4つ目の応用学習は、リスキリングに紐づく仕掛けです。基礎学習で「もっと学びたい」「もっとお客様にこういった情報を提供したい」と感じた従業員のために、ディープラーニングやデータサイエンスなどを学べる専門コンテンツを用意しました。こちらも自社制作で、動画は150種類以上、研修は50種類以上あります。
5つ目は社内SNSです。Microsoft社の「Yammer」を使用し、講師やアプリから一方的に教えてもらうだけではなく、従業員同士で教え合う相互学習ができるコミュニティを作っています。これらの学習プログラムを通じて、基礎学習から徐々にマインドが高まっていき、「使う人から作る人へのリスキリング」へと流していくような仕組みにしています。まさに赤木さんは、「作る人」の先頭を切って道を示してくれている存在で、本当にありがたいです。
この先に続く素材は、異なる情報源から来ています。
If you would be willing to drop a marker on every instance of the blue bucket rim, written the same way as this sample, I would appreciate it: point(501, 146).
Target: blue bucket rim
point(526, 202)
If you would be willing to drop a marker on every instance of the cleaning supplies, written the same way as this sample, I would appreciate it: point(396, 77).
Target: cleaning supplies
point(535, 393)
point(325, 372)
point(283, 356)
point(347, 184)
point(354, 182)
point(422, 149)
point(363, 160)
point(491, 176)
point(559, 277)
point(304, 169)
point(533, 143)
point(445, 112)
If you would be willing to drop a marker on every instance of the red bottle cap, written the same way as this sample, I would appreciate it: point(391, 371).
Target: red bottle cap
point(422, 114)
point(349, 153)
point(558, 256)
ディープラーニングの技術によって目指すのは効率化ではなく、新しい価値創造
――赤木さんは、全従業員向けプログラムに対してどのようなイメージをお持ちですか。また、実際にどのように活用されていますか。
赤木:コンテンツが充実していて、「やりたいと思えば環境が既に用意されている」と感じています。私が所属する部のYammerのコミュニティでは、昼休みにランチを食べながら外部講師の方の技術の話を聞くといった会も開催されていて、タイミングが合ったり興味があったりするものには参加させてもらっています。
松尾:赤木さんは、Yammerでもよく投稿されていて、データサイエンスの分野での活用事例を示してくれていますよね。SMBCグループは法人営業など営業職が非常に多いんですが、「お客様にとって何が嬉しいのか」という観点で、本部の社員も活用事例を紹介しています。このようにしてリスキリングにつながっていけばと期待しています。
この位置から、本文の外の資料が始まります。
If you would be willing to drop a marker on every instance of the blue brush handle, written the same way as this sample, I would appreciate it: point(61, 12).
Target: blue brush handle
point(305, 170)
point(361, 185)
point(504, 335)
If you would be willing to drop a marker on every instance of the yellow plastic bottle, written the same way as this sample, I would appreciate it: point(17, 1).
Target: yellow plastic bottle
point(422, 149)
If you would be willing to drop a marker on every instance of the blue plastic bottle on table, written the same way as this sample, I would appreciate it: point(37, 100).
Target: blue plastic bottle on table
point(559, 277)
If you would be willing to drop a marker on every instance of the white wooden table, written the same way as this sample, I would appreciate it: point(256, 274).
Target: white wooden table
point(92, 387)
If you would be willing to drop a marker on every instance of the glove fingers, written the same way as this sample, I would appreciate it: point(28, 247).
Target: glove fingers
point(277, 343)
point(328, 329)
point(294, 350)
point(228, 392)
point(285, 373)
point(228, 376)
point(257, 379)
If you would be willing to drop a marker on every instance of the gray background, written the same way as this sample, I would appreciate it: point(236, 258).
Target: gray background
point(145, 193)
――赤木さんもG検定を受験されたのは法人営業部にいらっしゃったときでしたよね。
赤木:今年4月からデータマネジメント部に所属していますが、その前が法人営業部でした。昔ながらのお取引のあるお客さんも多いですが、ベンチャー企業のお客様ともお話しすることがあり、その際には当たり前のように「ディープラーニングが……」「データ分析が……」という話が出てきます。法人営業の担当者もリテラシーが必要で、「どういった技術があって、当社はその中でもどこが強みなのか」を知っていなければならないと課題意識を持っている社員も多かったと感じています。
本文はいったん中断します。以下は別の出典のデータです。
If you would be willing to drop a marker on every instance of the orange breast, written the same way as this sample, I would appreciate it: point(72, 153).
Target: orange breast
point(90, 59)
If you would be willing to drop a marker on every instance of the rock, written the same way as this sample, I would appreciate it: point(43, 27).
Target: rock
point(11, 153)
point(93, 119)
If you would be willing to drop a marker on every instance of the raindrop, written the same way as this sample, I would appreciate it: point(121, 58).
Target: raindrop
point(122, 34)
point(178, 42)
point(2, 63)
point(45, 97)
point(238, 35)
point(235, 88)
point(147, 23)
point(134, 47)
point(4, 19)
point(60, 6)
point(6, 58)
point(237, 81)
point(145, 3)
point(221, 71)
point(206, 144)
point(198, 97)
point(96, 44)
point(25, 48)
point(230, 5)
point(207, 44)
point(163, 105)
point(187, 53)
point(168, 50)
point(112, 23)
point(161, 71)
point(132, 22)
松尾:実際に、データサイエンスに関する勉強会を行うと、法人営業担当者の参加者が非常に多いです。さらに、全社員に募集形式で配っている「Aidemy」のライセンスも、9割が法人営業の担当者。単に「知識として言葉を覚えたい」というフェーズを超えて、「自ら学び、お客様に提案して一緒にビジネスを作っていきたい」と考えている人が増えていると実感しています。
ディープラーニングなどの技術を通して我々が目指していることは、「効率化」ではありません。効率化ももちろん大事ですが、AIやディープラーニングを活用してどうビジネスを大きくしていくか、ビジネス変革をどう起こしていくのか、いかに新しい価値を生み出していくか、が目標にあります。赤木さんもYammerでは、決して「データを使って効率化しましょう」という内容だけでなく、広い目線でビジネス全体のことを考えた提案をしてくれているので、とてもありがたいですね。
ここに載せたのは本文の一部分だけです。